The economy grew at the fastest pace since 2011 in the January-March quarter as companies stepped up investment and consumers splurged before the first sales tax hike in 17 years in April.

Gross domestic product grew an annualized 5.9 percent from the previous quarter, the Cabinet Office said Thursday, more than a 4.2 percent median forecast in a Bloomberg News survey of 32 economists. Consumer spending rose at the fastest pace since the quarter before the 1997 tax increase, while capital spending jumped the most since 2011.

Thursday’s data add to signs the economy will have sufficient momentum to bounce back from the 3 point levy hike that is set to trigger a contraction this quarter. Such resilience lowers the odds of any imminent extra easing by the Bank of Japan and, if sustained, could persuade the government to proceed with a planned further increase in the tax rate to 10 percent.

“Maintaining capital spending growth will be a key factor” in sustaining the recovery, said Takuji Okubo, chief economist at Japan Macro Advisors in Tokyo. “The situation doesn’t warrant additional BOJ easing for now.”

Consumer spending rose 2.1 percent from the previous quarter, the highest since a 2.2 percent increase in the first three months of 1997.

The run-up in demand ahead of the tax rise was more than expected, economy minister Akira Amari told reporters Thursday.

Capital expenditures rose 4.9 percent, the most since an 8.2 percent jump in the last three months of 2011, in the aftermath of the Tohoku earthquake and nuclear disaster. HSBC Holdings PLC economist Izumi Devalier said a statistical distortion may have pumped up the number.

The economy will contract 3.3 percent in the April-June period before expanding 2 percent the following quarter, according to a separate Bloomberg News survey conducted prior to Thursday’s data.

Expenditure soared in March on items such as refrigerators and computers, while vehicle sales rose in the seven months through March before slumping in April.
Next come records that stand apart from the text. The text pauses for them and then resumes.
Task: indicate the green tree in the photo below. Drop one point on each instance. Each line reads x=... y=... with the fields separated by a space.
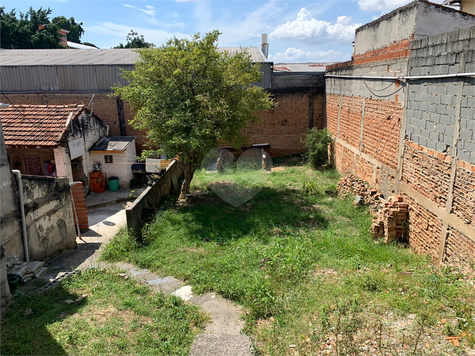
x=134 y=40
x=24 y=32
x=75 y=29
x=189 y=97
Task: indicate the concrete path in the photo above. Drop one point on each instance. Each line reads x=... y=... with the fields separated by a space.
x=222 y=335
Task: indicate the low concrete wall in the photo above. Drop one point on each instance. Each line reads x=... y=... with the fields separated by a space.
x=49 y=218
x=153 y=196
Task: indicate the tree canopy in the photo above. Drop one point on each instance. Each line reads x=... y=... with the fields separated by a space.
x=134 y=40
x=188 y=97
x=24 y=32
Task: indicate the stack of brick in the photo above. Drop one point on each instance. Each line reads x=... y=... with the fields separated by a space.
x=390 y=220
x=77 y=191
x=352 y=185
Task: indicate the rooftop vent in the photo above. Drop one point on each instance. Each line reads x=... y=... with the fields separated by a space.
x=265 y=45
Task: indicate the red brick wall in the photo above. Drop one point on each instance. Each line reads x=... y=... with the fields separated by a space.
x=382 y=125
x=77 y=191
x=350 y=120
x=459 y=248
x=283 y=127
x=286 y=125
x=395 y=50
x=427 y=172
x=464 y=193
x=332 y=104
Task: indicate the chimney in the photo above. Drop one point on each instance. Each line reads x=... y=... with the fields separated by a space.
x=265 y=45
x=64 y=37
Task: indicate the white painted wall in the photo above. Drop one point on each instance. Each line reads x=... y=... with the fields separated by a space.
x=121 y=166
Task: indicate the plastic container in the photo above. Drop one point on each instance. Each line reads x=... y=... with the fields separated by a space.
x=13 y=283
x=134 y=183
x=113 y=184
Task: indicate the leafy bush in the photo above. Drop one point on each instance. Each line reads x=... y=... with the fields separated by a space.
x=317 y=142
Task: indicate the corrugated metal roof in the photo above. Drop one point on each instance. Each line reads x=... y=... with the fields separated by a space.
x=112 y=143
x=58 y=57
x=37 y=125
x=300 y=67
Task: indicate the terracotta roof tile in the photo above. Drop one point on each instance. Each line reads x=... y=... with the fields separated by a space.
x=37 y=125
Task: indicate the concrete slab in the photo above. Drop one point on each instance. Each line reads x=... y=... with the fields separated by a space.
x=184 y=293
x=224 y=314
x=94 y=200
x=229 y=345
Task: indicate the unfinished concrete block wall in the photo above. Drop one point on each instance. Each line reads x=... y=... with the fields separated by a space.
x=419 y=141
x=438 y=167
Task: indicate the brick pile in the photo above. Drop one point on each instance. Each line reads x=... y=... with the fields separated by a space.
x=390 y=220
x=390 y=216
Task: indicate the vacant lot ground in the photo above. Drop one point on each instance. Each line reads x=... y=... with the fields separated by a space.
x=113 y=316
x=300 y=260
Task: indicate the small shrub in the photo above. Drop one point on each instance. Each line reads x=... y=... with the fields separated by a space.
x=317 y=142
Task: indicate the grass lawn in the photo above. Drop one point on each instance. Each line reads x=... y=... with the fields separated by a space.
x=117 y=317
x=301 y=262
The hangover from the levy rise is starting for Japanese companies. Firms from Japan Tobacco Inc. to Uniqlo store operator Fast Retailing Co. and electronics maker Panasonic Corp. see weak retail spending in their outlooks.

Beer shipments in April fell 21 percent from a year earlier, the largest fall since at least 2005, after rising 17 percent the previous month.

For Toyota Motor Corp., the nation’s largest company, the decline in domestic demand adds to the carmaker’s challenges as it looks to fend off General Motors Co. and Volkswagen AG for global sales leadership.

The increase in business spending in the first quarter compared with a 1.4 percent expansion in the previous three months. Large companies plan to boost investment 0.1 percent in the year ending March 2015, according to a Bank of Japan survey.

“Capital spending was boosted by demand ahead of the tax increase, and we need to wait for April-June data to see if this trend continues,” said Takeshi Minami, chief economist at Norinchukin Research Institute Co. in Tokyo.

Exports rose 6 percent from the previous quarter and imports climbed 6.3 percent.